La domanda “chi governa? Il popolo o il governo di Lasso” si pone sempre più spesso. Il movimento (stimolato e adirato dalla repressione) sta diventando più forte e dinamico. La classe dominante sembra essere nel panico. Ora cerca di usare la Chiesa per chiedere il dialogo. C’è stata anche una dichiarazione congiunta delle ambasciate dell’imperialismo che chiede “pace, riconciliazione, dialogo e ricostruzione nazionale”. Ciò significa che hanno paura e chiedono al governo di fare concessioni per allontanare le masse dalle strade.

Il governo è debole. Sta cercando di usare la carta dei negoziati (visto che la repressione non ha funzionato). Potrebbe anche offrire concessioni serie e sostanziali, di fronte a un’insurrezione in piena regola.

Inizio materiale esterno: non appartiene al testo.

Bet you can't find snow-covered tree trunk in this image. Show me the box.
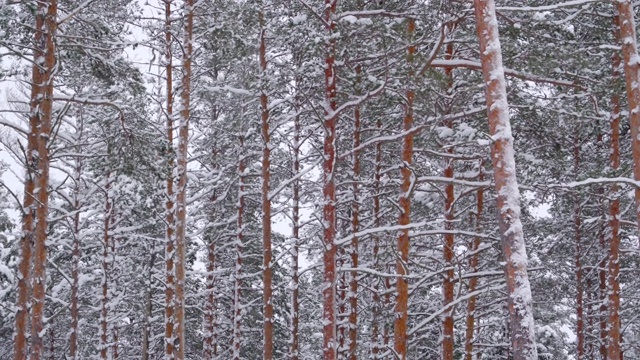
[163,1,176,358]
[370,117,383,359]
[232,136,246,360]
[322,0,338,359]
[464,168,484,360]
[26,2,57,359]
[441,33,456,360]
[394,18,415,360]
[616,0,640,244]
[290,73,302,360]
[348,64,361,360]
[69,116,84,360]
[174,0,193,358]
[100,173,112,360]
[573,133,584,360]
[472,1,537,359]
[258,6,274,359]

Ci sono dei paralleli con l’Ottobre rosso del 2019. Anvje in quell’occasione le masse paralizzarono il paese dopo aver risposto alla convocazione delle manifestazioni da parte della CONAIE. Nonostante la repressione brutale del governo, presero possesso della capitale, Quito, e costrinsero il presidente a rifugiarsi a Guayaquil. Tuttavia, nonostante l’indignazione popolare, invece di rovesciare il presidente dell’epoca, Lenin Moreno, i vertici della CONAIE firmarono un accordo parziale con il governo a sospesero le mobilitazioni. L’occasione fu persa.

Non è chiaro cosa succederà stavolta, ma una cosa è chiara: le masse lavoratrici dispongono della forza necessaria per vincere.

Anche stavolta, l’atteggiamento dei leader della CONAIE e in particolare di Leonidas Iza sarà cruciale. Finora hanno svolto un ruolo positivo, facendo partire il movimento, mantenendo alta la tensione, avanzando di fronte alla repressione. Sui negoziati hanno affermato di non essere contrari, ma di porre delle condizioni.

Il movimento ha iniziato a organizzare l’autodifesa, basandosi sull’esperienza del 2019.

Ciò che manca ora è l’ulteriore sviluppo delle assemblee di massa, che sono già state costruite in varie zone, per dare al movimento un carattere democratico organizzato. Tali organismi potrebbero diventare organi di dualismo di potere e mettere in discussione il potere ufficiale dello Stato capitalista.